The biggest jet engines ever seen are now hanging from the longest wings on any Boeing plane. Ahead of the new 777X jet's rollout, Boeing offered a first look at its jaw-dropping GE-9X engines inside its Everett assembly plant.

The biggest jet engines ever seen are now hanging from the longest wings on any Boeing plane.

Ahead of the new 777X jet’s rollout next month, Boeing offered a first look at these jaw-dropping GE-9X engines inside its Everett assembly plant.

The engine, featuring a huge front fan with 16 carbon composite blades, each twisted into a thin, aerodynamically curved shape, is encased in a carbon composite pod, or nacelle, that gives it a diameter of 184 inches at the widest point.

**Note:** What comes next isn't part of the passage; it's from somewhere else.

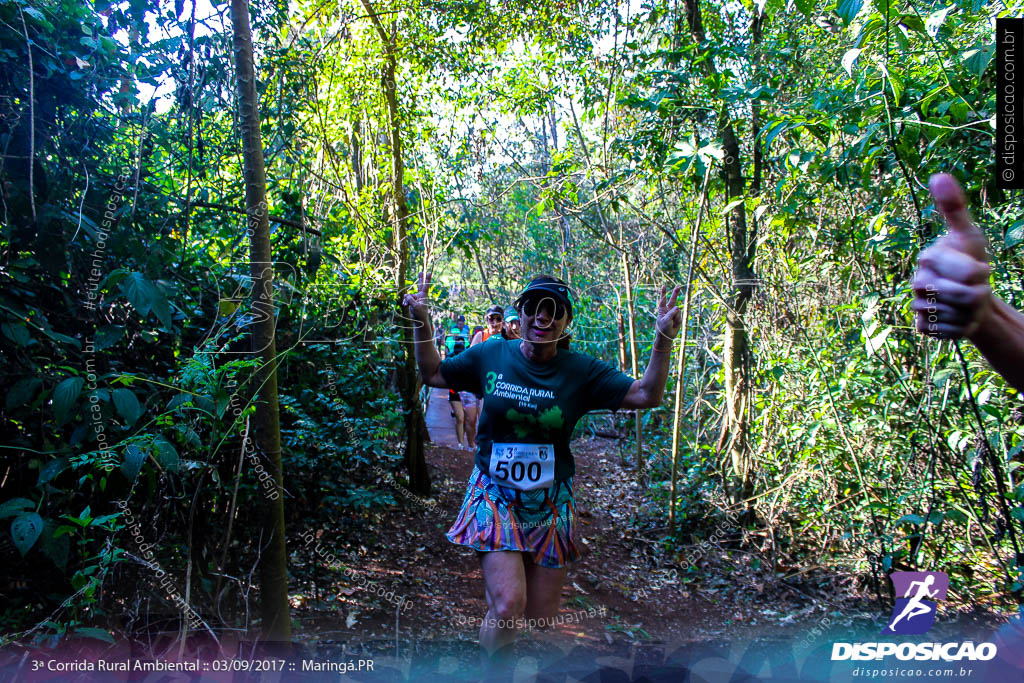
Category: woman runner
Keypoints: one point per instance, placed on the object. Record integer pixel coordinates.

The fuselage of a single-aisle Boeing 737 that you might fly on a typical domestic flight would fit comfortably within those outer nacelle dimensions.

The engine is the product of an investment of more than $2 billion by General Electric. It was assembled in Durham, N.C., and Peebles, Ohio, from parts built all over the U.S., Europe and Japan. The GE-9X is an evolution of the GE-90 engine, of which more than 2,600 have been delivered. That engine has exclusively powered Boeing’s 777-300ER since it entered service with British Airways in November 1995.

With a maximum engine pod diameter of 166 inches, the GE-90 was previously the world’s biggest jet engine but is now overshadowed by this gigantic GE-9X variant.

Because of the extra aerodynamic efficiency of Boeing’s immense 777X wing, the new engine doesn’t have to be quite as powerful as the current one, delivering 105,000 pounds of thrust compared to the 115,000 pounds from the GE-90. So the GE-9X is projected to burn 10 percent less jet fuel than the current engine.

GE tested the -9X engine in flight for the first time in March 2018, when a test model was mounted to a specially designed pylon on a 747 jumbo jet, replacing one of that test plane’s four much-smaller engines. This spring, the engines will boost the 777X into the sky on its maiden flight, commencing about a year of extensive flight tests.